Venise est donc une des formes de l’âme même de Proust: comme les autres lieux de la mémoire, comme Combray – mais avec une différence substantielle. «À Venise, dit Marcel, où la vie quotidienne n’était pas moins réelle qu’à Combray: comme à Combray le dimanche matin, on avait bien le plaisir de descendre dans une rue en fête, mais cette rue était toute en une eau de saphir, rafraîchie de souffles tièdes, et d’une couleur si résistante que mes yeux fatigués pouvaient, pour se détendre et sans craindre qu’elle fléchît, y appuyer leurs regards…» À Venise comme à Combray le dimanche matin, on avait bien le plaisir de descendre dans une rue en fête, mais cette rue était toute en une eau de saphir, rafraîchie de souffles tièdes, et d’une couleur si résistante que mes yeux fatigués pouvaient, pour se détendre et sans craindre qu’elle fléchît, y appuyer leurs regards…» À Venise comme à Combray, les habitants «sortaient des maisons alignées l’une à côté de l’autre dans la grand’rue; mais ce rôle de maisons projetant un peu d’ombre à leurs pieds était, à Venise, confié à des palais de porphyre et de jaspe…». En somme, à Venise, Marcel retrouve les thèmes fondamentaux des lieux de son âme, mais portés au plus haut degré d’expression civile, à une élaboration de perfection humaine sans autres exemples. «Ainsi, dit-il, les promenades mêmes seulement pour aller faire des visites et corner des cartes, étaient triples et uniques à Venise, où les simples allées et venues mondaines prennent en même temps la forme et le charme d’une visite à un musée et d’une bordée de mer.»

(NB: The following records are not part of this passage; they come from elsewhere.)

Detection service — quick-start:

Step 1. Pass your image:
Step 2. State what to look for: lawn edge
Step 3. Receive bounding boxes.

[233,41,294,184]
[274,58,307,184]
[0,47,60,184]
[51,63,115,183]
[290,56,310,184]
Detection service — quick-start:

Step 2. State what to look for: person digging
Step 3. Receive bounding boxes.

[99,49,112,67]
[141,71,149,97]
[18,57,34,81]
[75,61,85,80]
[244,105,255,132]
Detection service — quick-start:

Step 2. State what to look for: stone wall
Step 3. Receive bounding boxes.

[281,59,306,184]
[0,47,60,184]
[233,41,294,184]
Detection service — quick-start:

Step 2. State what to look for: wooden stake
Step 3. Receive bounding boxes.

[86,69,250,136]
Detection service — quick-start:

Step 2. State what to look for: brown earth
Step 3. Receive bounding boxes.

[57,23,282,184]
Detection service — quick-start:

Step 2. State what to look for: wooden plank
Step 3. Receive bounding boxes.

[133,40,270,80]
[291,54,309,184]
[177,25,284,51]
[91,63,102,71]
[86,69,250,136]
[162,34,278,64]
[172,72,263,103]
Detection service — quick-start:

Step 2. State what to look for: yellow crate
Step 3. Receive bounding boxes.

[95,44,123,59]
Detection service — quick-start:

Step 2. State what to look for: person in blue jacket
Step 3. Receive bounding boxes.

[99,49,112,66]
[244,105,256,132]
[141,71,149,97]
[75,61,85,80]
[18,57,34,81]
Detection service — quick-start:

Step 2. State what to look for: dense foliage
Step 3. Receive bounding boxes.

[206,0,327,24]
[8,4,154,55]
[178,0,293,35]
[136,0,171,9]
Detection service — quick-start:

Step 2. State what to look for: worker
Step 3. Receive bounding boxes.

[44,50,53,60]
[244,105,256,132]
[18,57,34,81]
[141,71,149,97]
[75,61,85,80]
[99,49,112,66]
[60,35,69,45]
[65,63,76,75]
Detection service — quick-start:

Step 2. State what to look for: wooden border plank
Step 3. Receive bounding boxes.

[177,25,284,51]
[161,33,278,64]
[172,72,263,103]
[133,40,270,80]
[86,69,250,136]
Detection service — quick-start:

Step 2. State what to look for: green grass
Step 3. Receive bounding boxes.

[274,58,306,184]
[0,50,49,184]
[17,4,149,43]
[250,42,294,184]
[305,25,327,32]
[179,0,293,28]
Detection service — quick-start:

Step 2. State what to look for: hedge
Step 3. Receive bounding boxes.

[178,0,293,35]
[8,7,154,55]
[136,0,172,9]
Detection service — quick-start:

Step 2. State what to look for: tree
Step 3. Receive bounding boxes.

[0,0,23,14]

Marcel Proust n’est plus romantique, à la manière d’un Wilde ou d’un Barrès, ni même en polémique avec le romantisme, comme Thomas Mann. Proust est l’un des pères de notre Stimmung actuelle; et c’est précisément pour cela qu’il adhère sans doute plus qu’aucun autre écrivain à la forme singulière de Venise, qui est la ville la plus «actuelle» qui soit: parce qu’elle n’a jamais été une ville «classique» – comme Florence, par exemple; mais elle a toujours été et est encore une forme ouverte, versée dans le «temps», et donc trouvant sa résolution en rythme et en couleur.
Cette temporalité de Venise est celle-là même que l’on retrouve chez Proust: lente, traînante, irrésistible, qui nous prend dès les premières pages de la Recherche. Elle est non pas seulement la constante formelle de la ville, mais de toutes les expressions artistiques vénitiennes; en elle réside le «secret» de la singularité et la raison de la vérité de Venise comme œuvre d’art. Précisément parce que la forme de Venise n’est pas donnée une fois pour toutes, mais continuellement se dissout et se recompose: elle se crée à chaque instant, renouvelée dans notre temps; c’est précisément pour cela qu’elle ne ment pas. Elle mentirait, si elle n’était pas forme artistique, si elle n’était que fonction urbaine, existence pure. Ce qui vit seulement, ce qui est seulement dasein, ne peut pas ne pas mourir, ne pas se dissoudre dans le néant, et être donc apparence trompeuse, masque. Mais entre le néant de l’existence et l’abstraction de l’être trouve place, justement, la présence, la forme concrète de l’art. C’est précisément parce qu’à Venise cette forme se crée perpétuellement qu’elle est plus vraie, parce que surgit en nous, avec plus d’immédiateté, le conflit entre l’existence et l’esprit.
Laissons maintenant l’évocation des mythes romantiques et, avant de passer à une ébauche de résumé historique, essayons de dessiner un cadre plus général de la réalité vénitienne. Pour ce faire, nous ne pourrons plus recourir à un discours descriptif tel qu’il fut pratiqué au XIXe siècle, mais il nous faudra utiliser un langage plus actuel, plus à la mesure de notre manière actuelle de «dire l’art».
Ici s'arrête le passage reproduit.